Content: Minor obscured nudity in one of the arcs, nothing egregious in fanservice. Being horror adjacent there is a fair bit of off-screen violence and a high body count, enough so its practically a joke that Shinyo Academy has any students still attending it by the end, with some minor visible gore.

Worth Watching: Seek it out if you like humanist psychological dramas and/or are a fan of Paranoia Agent or Serial Experiments Lain. Watch it if you want something very different than most series and have some time. Probably skip it under other circumstances as its oblique storytelling and heady content are not for everyone.

Where to watch: The big three- Crunchyroll, Funimation and Amazon Prime all have it, although you do need to pay per episode on Prime.

But wait- there’s more!

Boogiepop Phantom is a 12-episode horror series from 2000 by Madhouse inspired by the same novels, although it tells an original story roughly taking place in between the first two novels.

Synopsis

Roughly a month after the events of the first novel/first arc of Others a group of students at a different school are experiencing some of the lingering effects from the fallout of that conclusion dealing with their own brushes with the super natural. Also the villains from the first novel are running around as maybe ghosts maybe not and there’s another Boogiepop who may actually be evil?

Not actually Boogiepop, not that the series bothers to tell you that.

Appeal

Phantom is straight up more of a horror series than the novels/Others is, really leaning into the eldritch terror of what brushes with the supernatural end up doing. It was known as a cult classic of horror even long before the novels were available in the US as its ability to constantly keep you off balance and uncertain about where its going and what exactly is happening. It couples this with a really strong sound design and score, heavy on synth and reverb that seems to bore into your mind along with the story to drive you insane. By also telling an original story it doesn’t have to worry about adaptation issues and can let itself breath over all 12 episodes.
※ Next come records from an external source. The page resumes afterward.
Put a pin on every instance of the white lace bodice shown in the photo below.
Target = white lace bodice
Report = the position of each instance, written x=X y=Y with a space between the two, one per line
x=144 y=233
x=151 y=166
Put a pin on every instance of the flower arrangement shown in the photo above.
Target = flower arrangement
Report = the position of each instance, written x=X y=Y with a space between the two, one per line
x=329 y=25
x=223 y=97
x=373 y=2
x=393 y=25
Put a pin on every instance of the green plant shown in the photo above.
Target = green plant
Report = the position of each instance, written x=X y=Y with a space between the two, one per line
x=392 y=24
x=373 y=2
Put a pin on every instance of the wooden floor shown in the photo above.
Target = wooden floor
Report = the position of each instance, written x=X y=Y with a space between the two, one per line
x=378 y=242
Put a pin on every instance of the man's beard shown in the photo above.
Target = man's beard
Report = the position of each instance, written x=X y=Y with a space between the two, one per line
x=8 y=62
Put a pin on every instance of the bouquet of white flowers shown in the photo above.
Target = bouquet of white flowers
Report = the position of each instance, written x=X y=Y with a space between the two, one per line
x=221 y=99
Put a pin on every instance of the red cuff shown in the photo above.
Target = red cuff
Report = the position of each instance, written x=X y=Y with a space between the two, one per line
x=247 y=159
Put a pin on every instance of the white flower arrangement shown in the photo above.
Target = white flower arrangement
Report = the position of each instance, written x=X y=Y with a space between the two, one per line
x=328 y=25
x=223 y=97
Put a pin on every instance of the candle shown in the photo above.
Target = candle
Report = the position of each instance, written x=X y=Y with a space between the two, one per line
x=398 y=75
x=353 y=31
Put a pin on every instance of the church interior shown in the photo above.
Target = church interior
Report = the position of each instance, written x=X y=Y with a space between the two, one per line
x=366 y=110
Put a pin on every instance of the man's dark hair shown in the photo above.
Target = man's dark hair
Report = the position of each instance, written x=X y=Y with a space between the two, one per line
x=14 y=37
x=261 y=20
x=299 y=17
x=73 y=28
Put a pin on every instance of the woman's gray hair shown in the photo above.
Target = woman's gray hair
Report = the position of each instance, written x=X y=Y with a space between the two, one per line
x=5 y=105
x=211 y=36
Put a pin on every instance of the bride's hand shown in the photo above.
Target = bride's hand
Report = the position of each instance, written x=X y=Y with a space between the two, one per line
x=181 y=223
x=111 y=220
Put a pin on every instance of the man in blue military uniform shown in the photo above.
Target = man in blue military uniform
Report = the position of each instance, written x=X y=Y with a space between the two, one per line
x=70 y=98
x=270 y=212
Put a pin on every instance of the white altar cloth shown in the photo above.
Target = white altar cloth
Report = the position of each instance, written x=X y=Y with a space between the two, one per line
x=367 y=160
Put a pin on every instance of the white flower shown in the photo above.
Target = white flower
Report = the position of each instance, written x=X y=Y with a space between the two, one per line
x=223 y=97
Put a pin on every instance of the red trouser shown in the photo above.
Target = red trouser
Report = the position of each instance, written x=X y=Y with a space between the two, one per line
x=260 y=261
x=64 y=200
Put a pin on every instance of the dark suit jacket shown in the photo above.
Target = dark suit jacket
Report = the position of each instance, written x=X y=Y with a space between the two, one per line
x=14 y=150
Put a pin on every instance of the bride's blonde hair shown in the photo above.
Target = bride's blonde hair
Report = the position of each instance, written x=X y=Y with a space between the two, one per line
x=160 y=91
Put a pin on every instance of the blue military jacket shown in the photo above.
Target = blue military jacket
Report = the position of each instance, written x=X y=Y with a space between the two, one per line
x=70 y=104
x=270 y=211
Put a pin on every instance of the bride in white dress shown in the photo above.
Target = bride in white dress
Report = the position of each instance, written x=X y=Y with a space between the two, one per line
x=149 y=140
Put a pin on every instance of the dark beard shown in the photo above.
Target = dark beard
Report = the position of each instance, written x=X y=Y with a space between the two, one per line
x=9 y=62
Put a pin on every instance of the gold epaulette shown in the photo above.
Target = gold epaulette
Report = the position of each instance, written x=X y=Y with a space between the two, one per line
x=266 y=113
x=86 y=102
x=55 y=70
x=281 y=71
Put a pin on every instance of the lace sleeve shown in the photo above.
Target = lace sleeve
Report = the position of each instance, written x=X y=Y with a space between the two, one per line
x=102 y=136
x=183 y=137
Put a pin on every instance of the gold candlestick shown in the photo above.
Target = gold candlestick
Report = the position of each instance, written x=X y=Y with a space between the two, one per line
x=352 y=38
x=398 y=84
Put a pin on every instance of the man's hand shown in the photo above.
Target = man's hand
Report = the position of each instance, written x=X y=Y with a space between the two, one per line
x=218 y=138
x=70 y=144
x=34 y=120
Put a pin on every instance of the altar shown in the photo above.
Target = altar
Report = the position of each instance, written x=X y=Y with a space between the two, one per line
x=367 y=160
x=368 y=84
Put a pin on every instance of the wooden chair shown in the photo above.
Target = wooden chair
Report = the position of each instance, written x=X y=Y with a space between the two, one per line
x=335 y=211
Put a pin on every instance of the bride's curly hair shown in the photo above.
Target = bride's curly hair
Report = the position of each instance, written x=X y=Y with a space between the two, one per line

A contemporary of Serial Experiments Lain and Haibane Renmai, Boogiepop Phantom exists at an odd junction of where those two would meet, deep on making you thinking while also not giving you many answers or easy explanations to work with. Its art style is very much a mix of those two as well, using a subdued color palette heavy on the dark colors not usually seen in anime.

Downside

When the first Boogiepop novel was released it got a bit of notice for being possibly the least linear novel ever3 and in an effort to emulate that each episode of this is from a different characters perspective frequently overlapping its own chronology. All of which is to say its really fucking hard to follow even before you throw in all the cameos from characters in the novels. Ive read the first 6 novels a couple times each, seen Others and seen this before yet attempting to rewatch it I was still wildly confused. Granted, this does work to also keep you always off balance to sell its horror easier so its effective there.

This makes it really hard to recommend in some ways. While it was a cult classic for years before the first novel was ever available it can stand on its own without prior knowledge of events. But it really shouldnt. At the very least you should read the first novel or watch the first arc of Others now that they are available in the West.

Conclusion

Weeb Level: Low. Despite being 21 years old the animation is still remarkably similar in style and still not ANIME at all.

Content: Minimal to non-existent fanservice. Ramping up the horror also ramps up the violence with a lot more happening on screen.

Worth Watching: If you want something more horror oriented, this is straight up horror. If you really like Others you should also seek this out to get a different taste of the same type of stories from an alternate angle. Skip it otherwise though as its even harder to parse than Others.

Where to watch: The whole series is on Crunchyroll and Funimation. It looks like Amazon had it but it is currently unavailable.